Acordes: Ele merece respeito
O paraibano Chico César despontou no cenário musical em meados dos anos 90 e, de imediato, tornou-se um dos queridinhos da MPB, sendo gravado por algumas das principais intérpretes do Brasil, como Elba Ramalho, Zizi Possi, e Maria Bethânia. “Aos Vivos”, seu primeiro CD, emplacou vários sucessos, como “Templo”, “Mulher Eu Sei” e, sobretudo, “À Primeira Vista” – que ganhou repercussão maior através da versão de Daniela Mercury – e “Mama África”. A voz logo foi comparada a de Caetano Veloso e a aparição posterior de Zeca Baleiro e Lenine – igualmente nordestinos e com uma proposta musical em harmonia com a de Chico César – logo levou a mídia a apontar um suposto ressurgimento da Tropicália, o que causou imediata rejeição aos envolvidos, que recusaram a obrigação de estarem ligados a qualquer escola ou movimento.
Recusando rótulos ou não, o fato é que Chico César sofreu uma superexposição da mídia, tornando-se refém de seu próprio sucesso. Continuou lançando bons trabalhos, como “Cuscuz Clã”, “Beleza Mano” e “Mama Mundi”, mas as pessoas continuavam enxergando-o unicamente como o compositor de “Mama África”, com visual estranho, especialmente seu cabelo, que gerou apelidos nada amistosos, como cabeça de cebola ou de beterraba. O próprio público que antes o seguia, começou a considerar que Chico César tinha se rendido ao mercado e se banalizado. Típico de um país que adora erguer e destruir mitos com espantosa facilidade.

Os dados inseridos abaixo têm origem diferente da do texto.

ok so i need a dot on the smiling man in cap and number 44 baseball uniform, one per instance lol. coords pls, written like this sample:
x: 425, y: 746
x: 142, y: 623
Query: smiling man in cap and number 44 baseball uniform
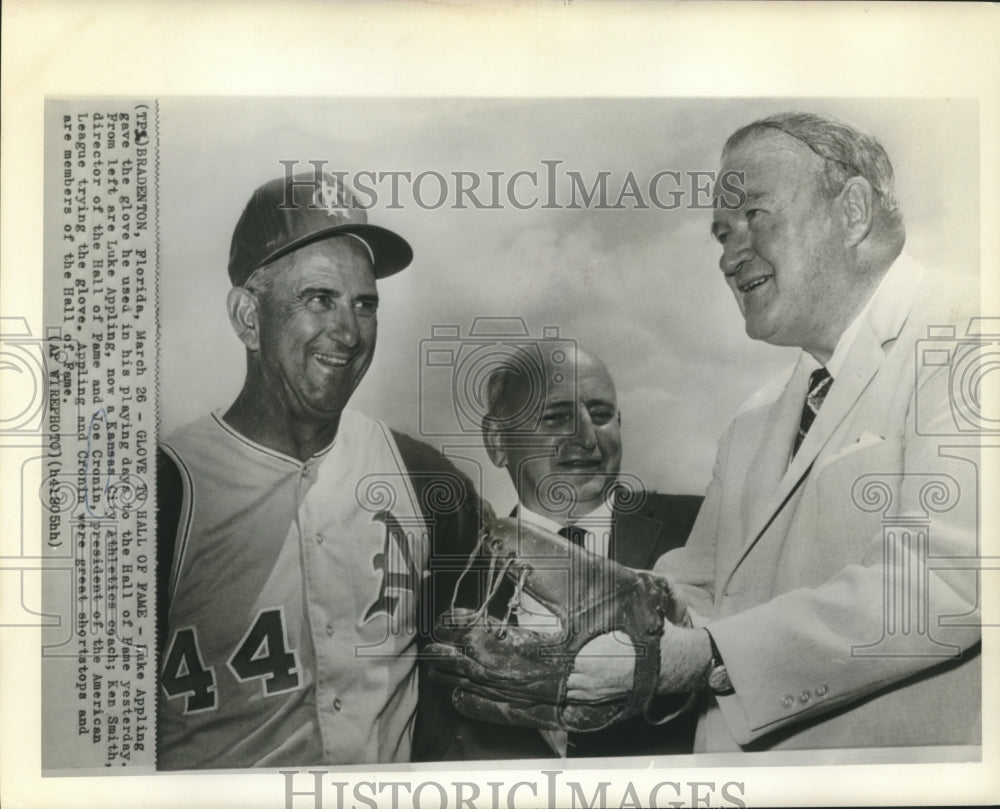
x: 294, y: 535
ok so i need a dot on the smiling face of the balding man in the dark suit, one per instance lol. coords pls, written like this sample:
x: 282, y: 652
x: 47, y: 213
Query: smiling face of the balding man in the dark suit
x: 576, y: 448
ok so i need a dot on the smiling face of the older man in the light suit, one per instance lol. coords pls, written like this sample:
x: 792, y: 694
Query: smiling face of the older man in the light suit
x: 784, y: 254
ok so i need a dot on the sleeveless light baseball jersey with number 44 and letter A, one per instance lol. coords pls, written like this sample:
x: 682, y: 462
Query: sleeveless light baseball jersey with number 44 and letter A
x: 291, y: 634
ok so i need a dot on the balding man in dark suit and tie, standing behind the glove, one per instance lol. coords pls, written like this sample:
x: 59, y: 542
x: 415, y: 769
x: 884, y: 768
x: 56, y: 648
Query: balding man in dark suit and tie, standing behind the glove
x: 560, y: 441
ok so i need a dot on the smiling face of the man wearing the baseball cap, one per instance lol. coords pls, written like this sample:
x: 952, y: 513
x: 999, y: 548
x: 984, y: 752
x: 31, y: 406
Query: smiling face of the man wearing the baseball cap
x: 317, y: 329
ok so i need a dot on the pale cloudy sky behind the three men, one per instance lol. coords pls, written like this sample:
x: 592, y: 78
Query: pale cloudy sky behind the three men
x: 641, y: 288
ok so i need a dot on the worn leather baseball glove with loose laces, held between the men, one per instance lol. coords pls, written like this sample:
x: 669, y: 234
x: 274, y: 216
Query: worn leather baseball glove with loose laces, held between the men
x: 505, y: 671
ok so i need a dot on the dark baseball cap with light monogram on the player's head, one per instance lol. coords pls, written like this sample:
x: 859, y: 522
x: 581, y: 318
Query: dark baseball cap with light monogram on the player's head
x: 299, y: 209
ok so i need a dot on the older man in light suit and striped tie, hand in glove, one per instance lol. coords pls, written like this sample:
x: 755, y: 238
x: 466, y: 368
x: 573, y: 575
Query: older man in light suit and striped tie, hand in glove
x: 828, y: 574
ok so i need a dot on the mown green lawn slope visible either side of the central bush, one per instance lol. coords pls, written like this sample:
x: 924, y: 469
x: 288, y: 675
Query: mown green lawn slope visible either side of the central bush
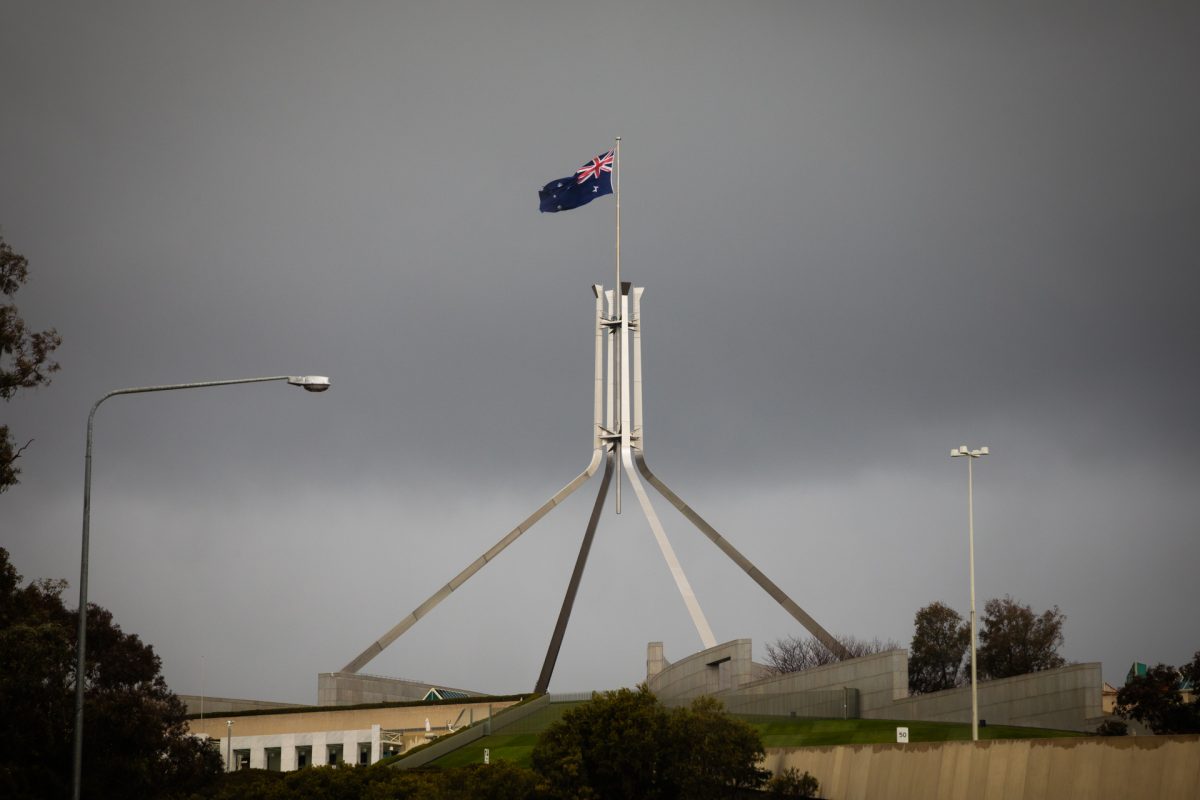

Em resposta àqueles que desrespeitaram sua arte e, até mesmo, sua própria pessoa, Chico César lança seu quinto CD, “Respeitem Meus Cabelos, Brancos” em que põe às claras sua insatisfação e exige ser tratado devidamente. Trata-se de um belo trabalho, o melhor de sua carreira, em que reafirma seu imenso talento como compositor e ainda revela um cantor amadurecido, capaz de moldar sua voz agreste para passear suave pelas baladas ou explodir nas canções em que visita suas raízes.
A faixa título é um empolgante reggae com letra contundente, uma ode à raça negra, da qual Chico é um legítimo representante. O reggae reaparece em “Nas Fronteiras do Mundo”, texto do compositor espanhol Luís Pastor, musicado e versado para o português por Chico César. Irresistível também é “Sem Ganzá não é Coco” – que tem a luxuosa participação de Naná Vasconcelos, na percussão, e do grupo de sopros Metalúrgica Filipéia.
“Antinome” tem a presença de Chico Buarque dividindo os vocais e é uma das mais belas criações de Chico César. As baladas também destacam-se: “Pétala por Pétala” (Chico César/ Vanessa Bumagny) e as duas parcerias com Carlos Rennó, “Quando eu Fecho os Olhos” e “Antes que Amanheça” – gravada por Bethânia em “Maricotinha” – são belíssimas canções que tratam de amor com a dignidade que o assunto merece. “Templo” (Chico César/ Tata Fernandes/ Milton de Biasi) reaparece em versão superior ao original, graças ao magistral arranjo, especialmente a percussão de Guilherme Kastrup e o violino de Alex Braga.
As duas canções que encerram o CD são primorosas. “Teofania” (Chico César/ Bráulio Tavares) possui letra de grande beleza: “quanta solidão e eu não sei/ se homem só suportarei/ um sinal, um não/ e silencie, aqui e além, a dor”. Já “Experiência” (Chico César/ Carlos Rennó) tem na voz de Nina Miranda – do grupo inglês Smoke City – sua jóia maior, devidamente acompanhada pelo arranjo de percussão de Carlinhos Brown. “Respeitem Meus Cabelos, Brancos” peca apenas na insistência de Chico César em fazer jogos de palavras que nem sempre têm um resultado feliz, como em “Flor de Mandacaru” e “Céu Negro”. Nada que empalideça a beleza de um trabalho que pode e deve exigir respeito.